Israel has announced it will offer a fourth dose of the COVID-19 vaccine to health workers and people older than 60, amid concern about the spread of the Omicron variant of the coronavirus.
A Health Ministry expert panel recommended the fourth shot late on Tuesday, a decision that was swiftly welcomed by Prime Minister Naftali Bennett as “great news that will help us overcome the Omicron wave that is spreading around the world”.
“The citizens of Israel were the first in the world to receive the third dose of the COVID-19 vaccine and we are continuing to pioneer with the fourth dose as well,” he said in remarks relayed by his office, calling on those who meet the criteria to “Go and get vaccinated”.
The Israeli Health Ministry said in a statement that immunodeficient people will also be eligible for the fourth shot, which it said can be administered to them, the elderly and the medical teams at least four months after the third shot.
The decision follows the first known death in Israel of a patient with the Omicron variant.

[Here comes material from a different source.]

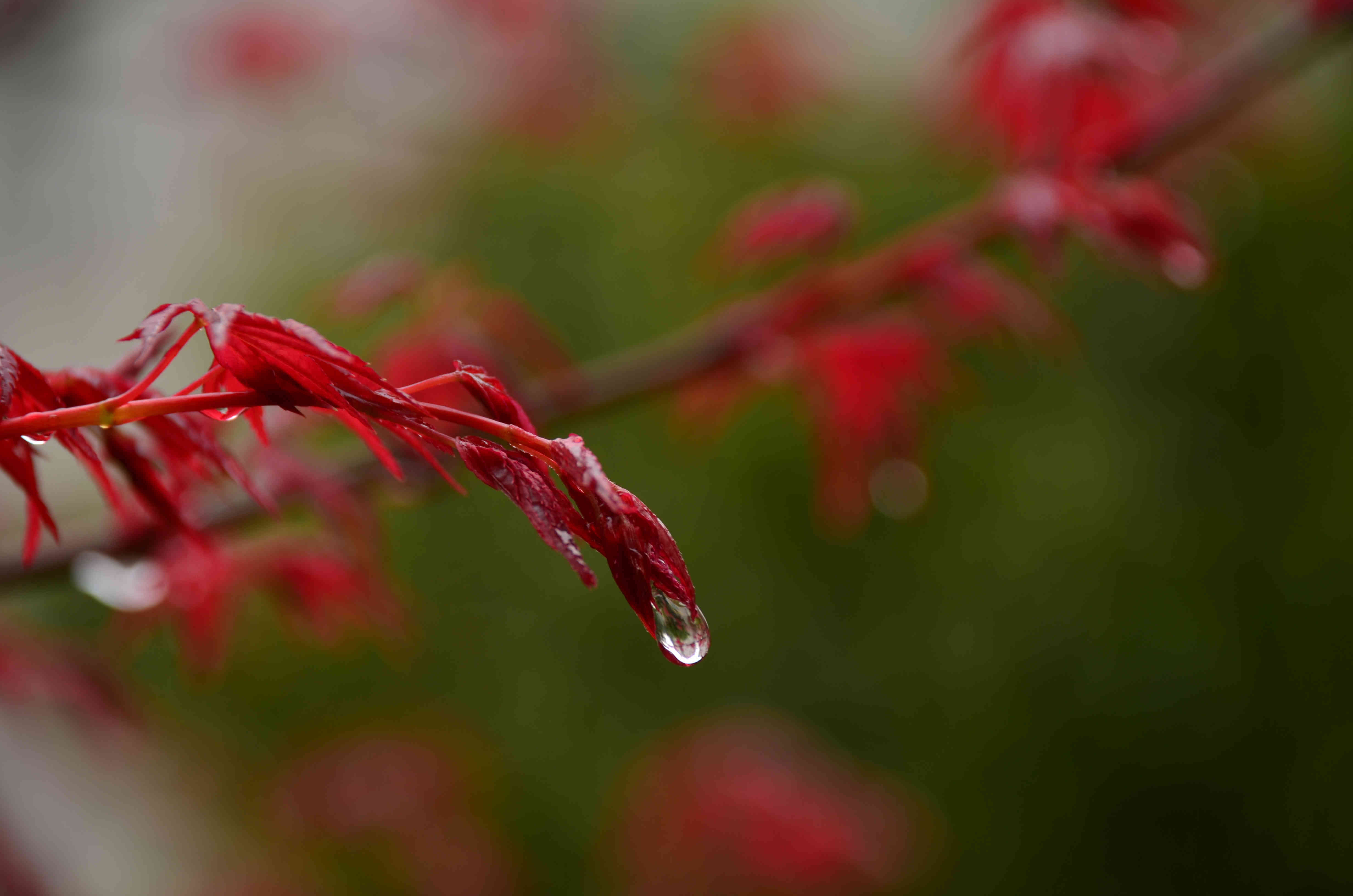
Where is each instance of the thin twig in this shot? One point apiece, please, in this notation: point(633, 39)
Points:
point(1199, 103)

An Israeli hospital on Tuesday confirmed the death but said he had suffered from a number of serious pre-existing conditions.
The Soroka Medical Center in Beersheba said the man in his 60s died on Monday, two weeks after he was admitted to the coronavirus ward.
A hospital statement said the patient suffered from a variety of serious illnesses. “His morbidity stemmed mainly from pre-existing sicknesses and not from respiratory infection arising from the coronavirus,” it said.
On Tuesday, the Health Ministry said there were at least 340 known cases of Omicron in Israel.
Israel has already this week expanded a travel ban to countries including the United States, Germany, Italy, Turkey and Canada to try to curb the spread of the virus.
It has also issued limitations on eating in shopping malls and instructed that children in communities with high morbidity and low vaccination rates should learn from home. It has also reduced office attendance by 50 percent for public sector employees to encourage more remote work.
And Defense Minister Benny Gantz ordered the military’s Homefront Command to prepare for the eventuality of 5,000 new cases per day, his office said.
More than 4.1 million Israelis have received three doses of a coronavirus vaccine in the country of roughly 9.3 million people.
Inoculation rates remain low among teens and young children. Fewer than one percent of children aged five to 11 have received a single coronavirus jab.